Treinta años después del apagón de los noventa, Colombia vuelve a mirar con inquietud el nivel de sus embalses, la fragilidad de su red eléctrica y la capacidad instalada del sistema interconectado. A las amenazas naturales, como El Niño, se suman decisiones gubernamentales erráticas, improvisadas y, en muchos casos, marcadas por un populismo que privilegia el discurso sobre el conocimiento técnico.
La demanda energética crece de forma sostenida, pero la capacidad instalada no se expande al mismo ritmo. Proyectos de generación avanzan con retrasos, y otros han sido suspendidos o cancelados por barreras ambientales, inseguridad jurídica, incertidumbre tributaria y falta de claridad regulatoria. Sin reglas claras ni confianza institucional, la inversión se retrae, y con ella, la posibilidad de sostener el sistema en condiciones estables y confiables.
El panorama se agrava cuando el gobierno desestima los avances logrados en tres décadas de regulación del sector eléctrico. En lugar de fortalecer lo construido, se promueve un cambio de rumbo sin diagnóstico técnico, ni diálogo con los actores del sector. El discurso oficial insiste en liderar una transformación estructural que no se refleja en los hechos: sin nuevas líneas de transmisión, sin licencias ambientales para los proyectos de generación de energía, sin inversión pública ni privada, no hay transición posible.

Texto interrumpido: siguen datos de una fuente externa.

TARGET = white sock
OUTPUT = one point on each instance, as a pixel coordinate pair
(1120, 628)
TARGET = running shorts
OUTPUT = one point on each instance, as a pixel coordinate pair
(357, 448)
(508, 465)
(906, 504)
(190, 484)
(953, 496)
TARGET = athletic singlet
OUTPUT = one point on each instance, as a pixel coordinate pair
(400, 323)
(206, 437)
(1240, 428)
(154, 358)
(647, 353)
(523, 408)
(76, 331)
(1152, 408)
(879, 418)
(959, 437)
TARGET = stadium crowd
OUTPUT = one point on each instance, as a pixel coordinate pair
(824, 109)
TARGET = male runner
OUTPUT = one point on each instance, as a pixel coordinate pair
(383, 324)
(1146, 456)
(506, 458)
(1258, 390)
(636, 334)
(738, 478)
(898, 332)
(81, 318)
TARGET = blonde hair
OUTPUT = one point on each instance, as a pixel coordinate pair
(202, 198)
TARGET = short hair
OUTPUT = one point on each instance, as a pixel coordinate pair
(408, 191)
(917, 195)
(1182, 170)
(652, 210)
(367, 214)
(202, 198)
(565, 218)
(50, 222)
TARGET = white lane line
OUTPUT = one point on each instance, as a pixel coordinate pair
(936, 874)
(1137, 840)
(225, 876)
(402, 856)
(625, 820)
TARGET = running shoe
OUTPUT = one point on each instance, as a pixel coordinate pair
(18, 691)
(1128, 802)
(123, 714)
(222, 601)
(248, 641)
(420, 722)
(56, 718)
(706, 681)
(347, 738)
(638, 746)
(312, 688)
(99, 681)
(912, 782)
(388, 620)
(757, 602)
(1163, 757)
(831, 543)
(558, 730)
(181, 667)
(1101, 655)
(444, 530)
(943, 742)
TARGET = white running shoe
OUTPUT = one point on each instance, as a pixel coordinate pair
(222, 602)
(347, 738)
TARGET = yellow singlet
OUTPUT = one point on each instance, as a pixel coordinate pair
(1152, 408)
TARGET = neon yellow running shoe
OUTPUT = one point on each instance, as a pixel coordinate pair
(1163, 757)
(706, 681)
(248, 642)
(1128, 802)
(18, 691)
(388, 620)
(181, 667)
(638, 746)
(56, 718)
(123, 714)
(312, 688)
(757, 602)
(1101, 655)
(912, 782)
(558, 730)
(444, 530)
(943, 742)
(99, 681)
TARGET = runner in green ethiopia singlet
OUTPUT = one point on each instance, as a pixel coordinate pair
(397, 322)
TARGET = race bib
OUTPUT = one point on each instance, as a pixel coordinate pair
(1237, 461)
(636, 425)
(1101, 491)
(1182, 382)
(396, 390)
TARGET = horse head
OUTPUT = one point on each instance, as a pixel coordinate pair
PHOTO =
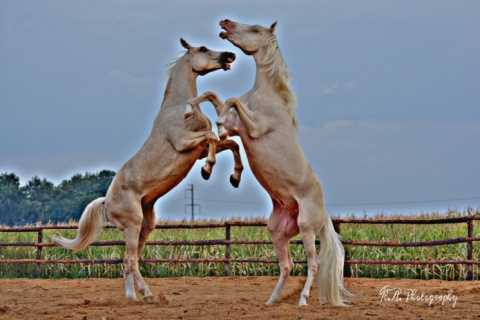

En lugar de construirse desde criterios técnicos, la política energética actual se ha dejado guiar por postulados ideológicos. En vez de convocar a gremios, academia y expertos, se recurre a decretos unilaterales que debilitan la institucionalidad y erosionan la confianza del sector. La transición no puede convertirse en una consigna repetida ni en un espectáculo ecológico internacional. Frente a esta crisis, necesitamos ante todo ser realistas: asumir el deterioro del sistema, garantizar el funcionamiento de la matriz energética existente y, paralelamente, reactivar la exploración y explotación de petróleo y gas mientras se consolidan otras fuentes.
La crisis climática es real y urgente, pero no se enfrenta con slogans ni socavando la economía de un país. Se gestiona con coordinación institucional, rigor técnico y sentido común. Colombia necesita construir una transición energética ordenada, gradual, técnicamente sólida. Apagar la luz —otra vez— sería bastante más que un fracaso técnico. Sería una derrota colectiva y la confirmación de que, en nombre del cambio, decidimos avanzar a ciegas, en contravía de la seguridad y soberanía energética del país.